Outcome is also affected by how the individual components of septic shock (cardiovascular
dysfunction, hypoperfusion and cellular abnormalities) are determined. Mortality in
a single dataset varied from 45 to 60 % depending on what diagnostic criteria were
applied 34]. Similarly, hospital mortality rates in septic shock patients admitted to ICUs in
Australia and New Zealand (171 ICUs; n?=?6757) (ANZICS data, R. Bellomo, personal communication) and Italy (221 ICUs; n?=?4959) (GiViTI data, Italian ICU registry; Margherita project, G. Bertolini, personal
communication) during 2012 were reported as 22 and 57.9 %, respectively. The Australasian
case definition was predicated upon an APACHE III (Acute Physiology and Chronic Health
Evaluation III) diagnosis coding of infection plus recording of either a decrease
in mean blood pressure of less than 65 mmHg or systolic blood pressure of less than
90 mmHg at any time within the first 24 h of admission. In contrast, the Italian criteria
used those provided by the 2001 Consensus definitions 17]. Even when data were extracted from representative national datasets by using the
International Classification of Diseases coding system, the hospital mortality using
the septic shock code was much higher in Germany (60.5 % in 2011) 35] than in the USA (42.1 % between 2004 and 2009) 21]. Are outcomes in Germany much worse, or do the differences merely reflect coding
practices or variable patient pathways (e.g., transfer to post-acute care hospitals)
36]?

Secular trends in septic shock outcomes are depicted in Fig. 2. Among other explanations 37], this improving trend in mortality may also represent an enhanced detection of a
less severe “septic shock” population using hypotension alone as a criterion (i.e.,
stage migration, or the Will Rogers phenomenon 38]).

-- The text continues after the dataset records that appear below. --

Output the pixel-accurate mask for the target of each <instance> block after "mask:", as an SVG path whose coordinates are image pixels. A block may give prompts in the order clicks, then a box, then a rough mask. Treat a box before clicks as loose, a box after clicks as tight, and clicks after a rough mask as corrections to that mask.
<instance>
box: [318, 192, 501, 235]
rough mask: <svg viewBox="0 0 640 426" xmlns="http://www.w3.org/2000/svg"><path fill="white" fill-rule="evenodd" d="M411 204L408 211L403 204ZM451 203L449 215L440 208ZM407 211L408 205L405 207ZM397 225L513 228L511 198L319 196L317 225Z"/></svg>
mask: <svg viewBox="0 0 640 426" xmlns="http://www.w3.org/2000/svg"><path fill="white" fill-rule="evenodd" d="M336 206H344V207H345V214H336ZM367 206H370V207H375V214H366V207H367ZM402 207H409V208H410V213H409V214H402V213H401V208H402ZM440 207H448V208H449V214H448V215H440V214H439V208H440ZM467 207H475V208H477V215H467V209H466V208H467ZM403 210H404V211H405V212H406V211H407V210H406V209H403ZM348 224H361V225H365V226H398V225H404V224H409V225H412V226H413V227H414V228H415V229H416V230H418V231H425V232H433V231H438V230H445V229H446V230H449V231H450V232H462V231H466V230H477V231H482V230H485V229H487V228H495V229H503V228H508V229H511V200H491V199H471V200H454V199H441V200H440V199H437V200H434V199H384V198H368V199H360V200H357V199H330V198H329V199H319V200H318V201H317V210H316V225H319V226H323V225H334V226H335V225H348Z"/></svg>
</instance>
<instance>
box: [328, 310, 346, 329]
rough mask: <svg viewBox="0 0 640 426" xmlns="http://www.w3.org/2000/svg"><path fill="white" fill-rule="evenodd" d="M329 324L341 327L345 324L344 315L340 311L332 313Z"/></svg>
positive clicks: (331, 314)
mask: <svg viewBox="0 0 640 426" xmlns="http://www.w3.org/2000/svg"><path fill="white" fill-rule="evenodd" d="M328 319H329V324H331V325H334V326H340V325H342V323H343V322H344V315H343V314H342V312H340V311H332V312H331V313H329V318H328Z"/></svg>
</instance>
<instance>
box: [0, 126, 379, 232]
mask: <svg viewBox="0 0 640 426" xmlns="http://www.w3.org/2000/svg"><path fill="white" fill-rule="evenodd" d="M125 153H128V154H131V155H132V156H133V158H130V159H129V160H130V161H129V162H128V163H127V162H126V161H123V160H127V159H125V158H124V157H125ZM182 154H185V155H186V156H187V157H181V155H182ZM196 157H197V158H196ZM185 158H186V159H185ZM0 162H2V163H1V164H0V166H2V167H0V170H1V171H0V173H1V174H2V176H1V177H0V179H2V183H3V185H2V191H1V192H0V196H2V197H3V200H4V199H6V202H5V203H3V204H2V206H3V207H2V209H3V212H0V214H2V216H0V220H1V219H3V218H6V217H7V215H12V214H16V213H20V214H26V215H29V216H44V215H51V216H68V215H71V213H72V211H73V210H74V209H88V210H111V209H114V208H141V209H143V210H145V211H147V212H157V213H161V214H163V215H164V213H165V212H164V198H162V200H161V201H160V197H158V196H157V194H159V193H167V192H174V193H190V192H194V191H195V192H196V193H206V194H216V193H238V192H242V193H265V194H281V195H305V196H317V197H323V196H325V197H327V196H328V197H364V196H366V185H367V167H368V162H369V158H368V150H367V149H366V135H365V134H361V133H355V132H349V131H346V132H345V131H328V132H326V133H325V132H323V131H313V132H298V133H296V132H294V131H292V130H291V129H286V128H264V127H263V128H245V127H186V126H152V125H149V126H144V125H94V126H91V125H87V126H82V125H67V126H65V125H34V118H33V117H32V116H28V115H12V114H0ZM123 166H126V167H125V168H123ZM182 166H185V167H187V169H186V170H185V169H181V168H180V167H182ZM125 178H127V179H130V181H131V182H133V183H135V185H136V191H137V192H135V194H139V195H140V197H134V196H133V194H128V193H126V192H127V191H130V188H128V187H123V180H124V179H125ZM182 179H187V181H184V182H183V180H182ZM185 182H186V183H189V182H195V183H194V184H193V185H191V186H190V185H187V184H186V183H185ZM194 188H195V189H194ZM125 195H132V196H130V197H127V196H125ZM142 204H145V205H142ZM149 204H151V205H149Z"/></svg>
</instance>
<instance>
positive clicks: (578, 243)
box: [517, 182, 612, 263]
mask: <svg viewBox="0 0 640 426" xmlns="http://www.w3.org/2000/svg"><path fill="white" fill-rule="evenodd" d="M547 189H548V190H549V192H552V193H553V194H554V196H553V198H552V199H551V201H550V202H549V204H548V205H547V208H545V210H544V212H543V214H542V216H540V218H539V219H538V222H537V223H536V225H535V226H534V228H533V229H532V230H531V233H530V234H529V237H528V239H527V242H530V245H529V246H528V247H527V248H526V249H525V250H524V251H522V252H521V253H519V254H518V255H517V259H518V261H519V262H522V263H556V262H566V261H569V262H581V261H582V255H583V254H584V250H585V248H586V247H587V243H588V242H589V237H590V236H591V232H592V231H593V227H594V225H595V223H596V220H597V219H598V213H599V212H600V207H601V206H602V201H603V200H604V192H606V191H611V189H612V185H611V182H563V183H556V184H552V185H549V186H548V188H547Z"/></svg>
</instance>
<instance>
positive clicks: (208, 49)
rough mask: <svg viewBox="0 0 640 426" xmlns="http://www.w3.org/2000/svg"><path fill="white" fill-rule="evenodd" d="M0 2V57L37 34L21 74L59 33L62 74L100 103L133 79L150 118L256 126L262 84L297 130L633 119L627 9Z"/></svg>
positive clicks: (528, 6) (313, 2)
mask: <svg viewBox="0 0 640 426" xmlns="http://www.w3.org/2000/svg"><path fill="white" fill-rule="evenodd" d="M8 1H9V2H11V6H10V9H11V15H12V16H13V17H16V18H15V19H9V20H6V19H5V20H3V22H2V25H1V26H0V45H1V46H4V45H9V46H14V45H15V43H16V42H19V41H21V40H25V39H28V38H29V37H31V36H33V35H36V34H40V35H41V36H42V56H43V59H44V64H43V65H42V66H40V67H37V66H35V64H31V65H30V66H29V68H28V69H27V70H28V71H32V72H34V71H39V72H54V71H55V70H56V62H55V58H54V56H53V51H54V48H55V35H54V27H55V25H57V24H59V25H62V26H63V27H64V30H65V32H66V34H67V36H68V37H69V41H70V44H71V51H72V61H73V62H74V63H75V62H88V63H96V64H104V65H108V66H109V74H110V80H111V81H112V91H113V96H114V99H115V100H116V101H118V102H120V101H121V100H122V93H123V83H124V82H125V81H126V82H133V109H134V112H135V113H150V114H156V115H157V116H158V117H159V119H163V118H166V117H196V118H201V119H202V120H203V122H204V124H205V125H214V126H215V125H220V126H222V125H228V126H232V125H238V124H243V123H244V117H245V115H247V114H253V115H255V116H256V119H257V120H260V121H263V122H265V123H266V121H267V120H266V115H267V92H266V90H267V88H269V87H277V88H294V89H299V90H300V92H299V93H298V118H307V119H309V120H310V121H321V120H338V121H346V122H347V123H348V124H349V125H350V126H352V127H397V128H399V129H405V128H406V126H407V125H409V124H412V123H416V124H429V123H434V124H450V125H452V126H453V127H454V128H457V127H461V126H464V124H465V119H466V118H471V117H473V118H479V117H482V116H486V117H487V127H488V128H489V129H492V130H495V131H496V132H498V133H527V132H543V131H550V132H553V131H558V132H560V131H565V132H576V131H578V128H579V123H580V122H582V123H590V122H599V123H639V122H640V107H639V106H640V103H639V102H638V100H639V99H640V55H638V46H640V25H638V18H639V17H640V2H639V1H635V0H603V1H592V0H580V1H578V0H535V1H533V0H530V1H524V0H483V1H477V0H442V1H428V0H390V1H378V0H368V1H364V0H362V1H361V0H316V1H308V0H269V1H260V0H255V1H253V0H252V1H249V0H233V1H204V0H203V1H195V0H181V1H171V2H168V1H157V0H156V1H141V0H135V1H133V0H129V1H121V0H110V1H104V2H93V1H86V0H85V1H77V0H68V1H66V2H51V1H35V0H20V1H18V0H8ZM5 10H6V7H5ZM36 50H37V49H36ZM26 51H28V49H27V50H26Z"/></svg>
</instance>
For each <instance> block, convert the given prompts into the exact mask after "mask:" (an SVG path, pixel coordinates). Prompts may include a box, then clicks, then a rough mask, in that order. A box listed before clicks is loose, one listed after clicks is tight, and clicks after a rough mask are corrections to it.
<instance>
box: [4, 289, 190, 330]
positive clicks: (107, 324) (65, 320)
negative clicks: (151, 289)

Fig. 2. Secular trends in septic shock mortality. Cub-REA Data were provided by Philippe Aegerter,
Bertrand Guidet and D. Annane for the Cub-REA network, which used International Classification
of Diseases (ICD)-9 and ICD-10 codes and the Bone definition 16]. GiViTI data were provided by Bertolini et al. using 2001 Consensus Definitions 16], 17]. ANZICS data, provided by Bellomo et al. (personal communications), used hypotension
as the definition for septic shock. Brunkhorst et al. (personal communications) provided
German data for 2011, using ICD codes for the diagnosis of septic shock

Reliability

Reliability refers to agreement between observers and by the same observer during
repeated measurements (i.e., consistency and reproducibility). With septic shock,
some measurements, such as blood pressure and lactate levels, are likely to have reasonably
high inter-observer, intra-observer and intra-subject reliability subject to certain
caveats and exclusion of methodological errors. On the other hand, adequacy of fluid
resuscitation and initiation of vasopressor therapy are far more subjective because
of a lack of consensus on triggers and end-points. Potentially, we can test the reliability
attributes of these variables (e.g., consistency within and between observers) by
using test-retest reliability and the related kappa statistic.

Feasibility

Feasibility is a composite concept that depends on the purpose of the diagnosis; it
is a compromise between validity and reliability 2]. For a high-mortality condition such as septic shock, ease of detection is key. The
SSC guidelines have increased feasibility by emphasizing cardiovascular dysfunction
criteria for the diagnosis of septic shock 18]. However, relaxing diagnostic criteria will almost certainly increase the rate of
false-positive diagnoses. Conversely, if the complexity and number of criteria to
be met for diagnosis are increased to improve validity, then feasibility will almost
certainly be reduced. For example, the incidence of septic shock was halved from 9.1
to 4.4 % when liberal criteria (i.e., refractory hypotension) were replaced with restrictive
criteria (i.e., refractory hypotension with non-cardiovascular dysfunction) 34].